Neuchâtel: le Musée d'ethnographie ouvre la porte aux skateurs
L'exposition "Skate of Mind" montre les graphismes de planches de skateurs qui n'hésitent pas à bousculer les convenances jusqu'à l'extrême.
Photo: Keystone/JEAN-CHRISTOPHE BOTTLes skateurs pourront pratiquer leur art dans un musée à Neuchâtel. Le Musée d'ethnographie propose dès vendredi une exposition sur le skate, qui permettra aux visiteurs de 'rider' sur différents modules qui évolueront au gré des ateliers d'auto-construction.
'Un des objectifs de cette exposition est de pousser des jeunes et des personnes qui n'entrent pas forcément dans les institutions muséales à se déplacer', a déclaré à Keystone-ATS Aurélie Carré. La directrice du Musée d'ethnographie de Neuchâtel (MEN) présente sa première grande exposition depuis qu'elle est à ce poste en octobre 2024.
'Ce laboratoire à mobilité augmentée n'est pas juste une coquetterie. Si l'on veut mettre en scène du patrimoine culturel, il faut que le processus soit vivant et collaboratif', a ajouté la directrice.
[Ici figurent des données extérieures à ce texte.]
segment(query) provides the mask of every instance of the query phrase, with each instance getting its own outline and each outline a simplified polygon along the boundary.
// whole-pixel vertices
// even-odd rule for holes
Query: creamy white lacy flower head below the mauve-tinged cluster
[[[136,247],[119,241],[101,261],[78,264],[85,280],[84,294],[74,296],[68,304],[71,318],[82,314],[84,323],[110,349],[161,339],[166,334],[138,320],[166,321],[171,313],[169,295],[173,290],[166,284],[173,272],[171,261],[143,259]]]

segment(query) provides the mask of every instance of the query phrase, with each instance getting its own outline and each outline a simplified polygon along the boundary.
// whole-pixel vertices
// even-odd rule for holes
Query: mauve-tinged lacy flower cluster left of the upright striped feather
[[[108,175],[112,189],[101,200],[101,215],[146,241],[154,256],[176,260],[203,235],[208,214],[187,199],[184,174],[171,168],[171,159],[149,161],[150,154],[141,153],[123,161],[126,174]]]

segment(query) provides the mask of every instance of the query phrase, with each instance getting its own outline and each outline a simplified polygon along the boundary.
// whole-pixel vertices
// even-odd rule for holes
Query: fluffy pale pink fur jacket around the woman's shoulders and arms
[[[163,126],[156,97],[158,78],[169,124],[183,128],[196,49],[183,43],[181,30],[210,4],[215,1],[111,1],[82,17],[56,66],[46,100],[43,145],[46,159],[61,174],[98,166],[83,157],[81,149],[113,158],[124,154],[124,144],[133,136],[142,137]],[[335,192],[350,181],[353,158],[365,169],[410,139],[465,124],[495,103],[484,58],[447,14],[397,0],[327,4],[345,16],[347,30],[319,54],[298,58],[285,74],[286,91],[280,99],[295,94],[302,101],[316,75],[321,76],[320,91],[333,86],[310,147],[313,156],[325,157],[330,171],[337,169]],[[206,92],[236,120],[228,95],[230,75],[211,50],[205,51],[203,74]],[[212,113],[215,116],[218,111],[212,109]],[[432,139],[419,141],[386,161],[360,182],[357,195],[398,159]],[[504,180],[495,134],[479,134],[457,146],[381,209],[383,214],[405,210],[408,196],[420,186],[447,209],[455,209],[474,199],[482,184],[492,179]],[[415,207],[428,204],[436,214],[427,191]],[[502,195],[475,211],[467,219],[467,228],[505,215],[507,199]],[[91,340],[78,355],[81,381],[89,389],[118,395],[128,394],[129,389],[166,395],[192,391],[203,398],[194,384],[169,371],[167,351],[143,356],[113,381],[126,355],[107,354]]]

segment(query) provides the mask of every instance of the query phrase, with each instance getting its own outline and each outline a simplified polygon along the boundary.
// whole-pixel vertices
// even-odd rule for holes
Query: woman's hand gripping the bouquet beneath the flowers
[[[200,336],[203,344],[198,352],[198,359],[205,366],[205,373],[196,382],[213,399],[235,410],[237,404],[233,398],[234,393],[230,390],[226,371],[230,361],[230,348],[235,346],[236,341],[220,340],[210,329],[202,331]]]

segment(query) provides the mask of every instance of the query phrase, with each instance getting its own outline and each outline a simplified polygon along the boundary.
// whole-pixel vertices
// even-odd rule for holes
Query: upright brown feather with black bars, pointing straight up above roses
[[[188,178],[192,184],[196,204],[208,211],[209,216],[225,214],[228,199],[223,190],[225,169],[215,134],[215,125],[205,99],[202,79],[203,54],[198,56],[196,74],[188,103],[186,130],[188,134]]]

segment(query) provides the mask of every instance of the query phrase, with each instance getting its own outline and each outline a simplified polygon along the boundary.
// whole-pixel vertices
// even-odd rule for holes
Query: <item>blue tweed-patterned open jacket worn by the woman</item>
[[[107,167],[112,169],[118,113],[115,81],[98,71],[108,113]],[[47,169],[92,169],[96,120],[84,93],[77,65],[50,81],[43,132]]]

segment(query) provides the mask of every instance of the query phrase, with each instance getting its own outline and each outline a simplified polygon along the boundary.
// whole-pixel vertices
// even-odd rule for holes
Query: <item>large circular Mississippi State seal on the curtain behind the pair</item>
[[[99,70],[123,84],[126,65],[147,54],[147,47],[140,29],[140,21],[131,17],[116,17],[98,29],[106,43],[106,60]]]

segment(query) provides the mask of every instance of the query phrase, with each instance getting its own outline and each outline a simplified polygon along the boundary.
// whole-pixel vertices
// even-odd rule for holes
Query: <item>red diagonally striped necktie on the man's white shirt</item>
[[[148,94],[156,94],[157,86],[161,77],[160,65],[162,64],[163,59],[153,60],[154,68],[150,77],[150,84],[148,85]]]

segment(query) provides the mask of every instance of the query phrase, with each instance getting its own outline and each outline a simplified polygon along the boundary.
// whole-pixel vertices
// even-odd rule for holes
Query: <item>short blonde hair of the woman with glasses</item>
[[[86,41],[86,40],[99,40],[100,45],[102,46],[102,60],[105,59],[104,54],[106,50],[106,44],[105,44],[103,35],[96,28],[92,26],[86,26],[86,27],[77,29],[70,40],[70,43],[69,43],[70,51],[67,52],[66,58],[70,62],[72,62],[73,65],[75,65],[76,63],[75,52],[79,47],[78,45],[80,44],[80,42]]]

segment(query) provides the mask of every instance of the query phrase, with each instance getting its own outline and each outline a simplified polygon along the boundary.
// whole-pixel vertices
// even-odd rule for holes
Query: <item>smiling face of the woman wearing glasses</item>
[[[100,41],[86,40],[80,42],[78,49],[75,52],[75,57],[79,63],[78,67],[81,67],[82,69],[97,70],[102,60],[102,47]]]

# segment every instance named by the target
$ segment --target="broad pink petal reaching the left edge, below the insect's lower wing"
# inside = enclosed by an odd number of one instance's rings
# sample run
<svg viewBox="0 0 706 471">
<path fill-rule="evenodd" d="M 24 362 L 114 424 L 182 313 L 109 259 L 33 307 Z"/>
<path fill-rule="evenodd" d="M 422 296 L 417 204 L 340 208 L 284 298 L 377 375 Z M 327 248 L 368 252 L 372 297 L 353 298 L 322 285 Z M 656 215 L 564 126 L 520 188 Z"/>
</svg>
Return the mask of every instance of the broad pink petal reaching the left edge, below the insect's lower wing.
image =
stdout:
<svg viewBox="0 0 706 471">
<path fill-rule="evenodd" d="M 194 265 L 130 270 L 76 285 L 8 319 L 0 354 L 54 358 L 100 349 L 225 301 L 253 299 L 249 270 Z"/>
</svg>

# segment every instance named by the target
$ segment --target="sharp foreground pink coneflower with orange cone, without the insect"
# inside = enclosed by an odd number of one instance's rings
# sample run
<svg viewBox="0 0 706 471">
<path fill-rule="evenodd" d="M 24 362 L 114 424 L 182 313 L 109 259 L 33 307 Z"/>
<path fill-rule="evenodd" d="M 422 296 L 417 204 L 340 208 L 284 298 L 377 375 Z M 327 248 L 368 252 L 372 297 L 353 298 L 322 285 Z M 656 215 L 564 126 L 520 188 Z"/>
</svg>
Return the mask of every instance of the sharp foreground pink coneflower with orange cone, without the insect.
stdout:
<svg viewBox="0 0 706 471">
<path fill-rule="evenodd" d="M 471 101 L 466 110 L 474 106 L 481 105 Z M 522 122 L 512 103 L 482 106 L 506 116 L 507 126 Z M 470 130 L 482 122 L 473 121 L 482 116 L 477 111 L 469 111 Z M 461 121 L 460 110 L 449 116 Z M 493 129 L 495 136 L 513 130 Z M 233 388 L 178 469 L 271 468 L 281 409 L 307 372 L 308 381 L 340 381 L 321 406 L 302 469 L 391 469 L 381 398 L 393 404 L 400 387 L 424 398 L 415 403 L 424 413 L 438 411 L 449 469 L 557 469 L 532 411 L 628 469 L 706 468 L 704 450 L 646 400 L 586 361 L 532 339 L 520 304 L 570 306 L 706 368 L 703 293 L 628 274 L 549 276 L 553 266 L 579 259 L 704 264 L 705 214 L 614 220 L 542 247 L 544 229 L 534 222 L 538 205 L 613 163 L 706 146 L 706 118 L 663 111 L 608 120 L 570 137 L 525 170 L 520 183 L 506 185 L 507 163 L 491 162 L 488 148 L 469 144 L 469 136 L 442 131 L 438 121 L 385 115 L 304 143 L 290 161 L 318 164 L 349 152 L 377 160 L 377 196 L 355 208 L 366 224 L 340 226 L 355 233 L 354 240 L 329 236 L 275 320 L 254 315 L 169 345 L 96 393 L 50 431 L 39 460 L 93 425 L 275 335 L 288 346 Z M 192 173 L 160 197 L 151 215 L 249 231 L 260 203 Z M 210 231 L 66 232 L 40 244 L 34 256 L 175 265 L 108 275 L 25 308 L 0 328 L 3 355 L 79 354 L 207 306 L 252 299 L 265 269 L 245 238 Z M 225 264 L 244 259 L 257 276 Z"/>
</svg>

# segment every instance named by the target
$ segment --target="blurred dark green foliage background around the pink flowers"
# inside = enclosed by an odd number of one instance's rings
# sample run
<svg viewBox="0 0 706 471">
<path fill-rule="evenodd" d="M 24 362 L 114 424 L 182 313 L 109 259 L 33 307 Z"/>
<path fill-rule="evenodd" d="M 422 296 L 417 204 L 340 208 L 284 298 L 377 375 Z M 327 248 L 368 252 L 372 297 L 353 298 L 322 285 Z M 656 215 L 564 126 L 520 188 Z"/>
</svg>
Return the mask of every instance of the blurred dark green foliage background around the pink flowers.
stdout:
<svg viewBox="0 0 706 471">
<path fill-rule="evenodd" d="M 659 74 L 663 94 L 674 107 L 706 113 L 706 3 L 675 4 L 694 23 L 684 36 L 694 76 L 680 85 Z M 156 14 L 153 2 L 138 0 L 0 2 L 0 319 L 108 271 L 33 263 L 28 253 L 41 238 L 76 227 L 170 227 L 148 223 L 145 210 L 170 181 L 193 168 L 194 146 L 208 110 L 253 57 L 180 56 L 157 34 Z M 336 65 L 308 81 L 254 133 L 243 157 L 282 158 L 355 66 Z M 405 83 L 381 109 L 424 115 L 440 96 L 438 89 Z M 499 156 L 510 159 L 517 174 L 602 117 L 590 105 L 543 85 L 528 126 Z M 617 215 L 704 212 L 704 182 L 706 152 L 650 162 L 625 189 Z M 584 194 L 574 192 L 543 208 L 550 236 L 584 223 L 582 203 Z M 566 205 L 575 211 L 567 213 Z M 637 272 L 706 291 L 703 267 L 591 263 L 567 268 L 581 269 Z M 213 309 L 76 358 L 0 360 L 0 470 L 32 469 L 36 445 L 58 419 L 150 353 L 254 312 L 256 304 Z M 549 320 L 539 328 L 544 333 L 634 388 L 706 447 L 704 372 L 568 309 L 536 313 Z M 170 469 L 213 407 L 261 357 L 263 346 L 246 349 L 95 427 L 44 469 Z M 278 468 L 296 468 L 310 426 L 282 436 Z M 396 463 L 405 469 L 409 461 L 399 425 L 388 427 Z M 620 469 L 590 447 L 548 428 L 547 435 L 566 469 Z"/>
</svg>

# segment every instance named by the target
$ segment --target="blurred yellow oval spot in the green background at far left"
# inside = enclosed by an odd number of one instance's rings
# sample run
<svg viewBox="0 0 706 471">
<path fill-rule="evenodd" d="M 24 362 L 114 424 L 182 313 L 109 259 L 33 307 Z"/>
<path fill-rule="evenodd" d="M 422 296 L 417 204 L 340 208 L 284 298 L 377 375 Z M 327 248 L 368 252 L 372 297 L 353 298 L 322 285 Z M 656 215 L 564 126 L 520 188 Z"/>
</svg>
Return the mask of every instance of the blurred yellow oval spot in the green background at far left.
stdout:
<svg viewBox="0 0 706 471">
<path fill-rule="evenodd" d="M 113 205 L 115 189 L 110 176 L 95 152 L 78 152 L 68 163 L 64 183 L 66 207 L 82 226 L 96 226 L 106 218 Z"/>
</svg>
L'exposition 'Skate of mind' est aussi destinée aux non-initiés. Ces derniers pourront par exemple découvrir l'histoire de ce sport et le tester sans risque de chute avec un simulateur embarqué 'collector' - il en reste que deux en Europe- d'un jeu de 1987.
Le premier brevet pour un skateboard date de 1962. La planche a séduit rapidement les jeunes Bâlois, pionniers en Suisse, qui se sont approprié la fontaine aux plans inclinés du Bruderholzspital. La culture skateboard est souvent érigée au rang d’art de vivre et revendique une place à part, entre sport, art, éthique et philosophie.
Après le succès en 1985 du film 'Retour vers le futur', le skateboard gagne en popularité. Cette médiatisation accrue cristallise le stéréotype d'un skateur jeune, blanc, d'un bon niveau socio-économique et jouissant d'une liberté sans limites. Dans les années 1990, le skate est au creux de la vague, ouvrant la voie à une tendance punk, une image d'irrévérence qu'il entretient toujours.
Le skate de plus en plus féminin
'Si le skate reste un milieu à prédominance masculine, les filles y sont de plus en plus visibles et revendiquent de plus en plus le droit d'occuper aussi un espace public', a expliqué Aurélie Carré. Des ONG y travaillent. A Kaboul, le skate est un prétexte pour faire l'école aux filles. En Bolivie, un collectif de femmes autochtones skatent en détournant leur costume traditionnel.
Faisant une large place à la culture visuelle, l’exposition explore le skater’s eye, cette lecture singulière de l’environnement en quête inlassable de nouveaux spots. Pour l'exposition, Fred Mortagne révèle le potentiel des 'toblerones', ces obstacles antichars dont la silhouette bétonnée hante les frontières suisses.
Le skateur finlandais Jaakko Ojanen les a domptés sous l'oeil du photographe français. Le Fribourgeois Yves Marchon en a tiré un documentaire, intitulé 'Shapes of Resistance'.
Le photographe zurichois Alan Maag va aussi présenter son travail où il pense le skateboard comme un miroir qui révèle la part artistique et philosophique de notre monde.
50 planches collector à vendre
A l'image du skate, où l'innovation est reine et où copier une figure déjà validée sur un spot est exclue, le musée veut montrer avec 'Skate of mind' que le patrimoine du skateboard réside dans la réactivation constante des espaces par ses pratiquants. Des sessions skate pour enfants ou pour personnes plus avancées sont prévues. Le MEN a édité également 50 planches de skateboard collector, qui seront vendues sur place.
L'exposition a été réalisée en collaboration avec le projet de recherche 'Santé et urbanisme participative: la gouvernance des projets de skateparks “Do It Yourself” et leur contribution au bien-être des jeunes' de la Haute Ecole de travail social de Fribourg et de la Haute Ecole de gestion Arc de Neuchâtel.
Le vernissage de l'exposition, qui se tient jusqu'au 7 mars 2027, aura lieu vendredi soir, tout comme celui de 'Chroniques anthropiques'. Cette dernière est le fruit d’une collaboration avec l’Académie de Meuron et prendra place dans le parc fraîchement rénové.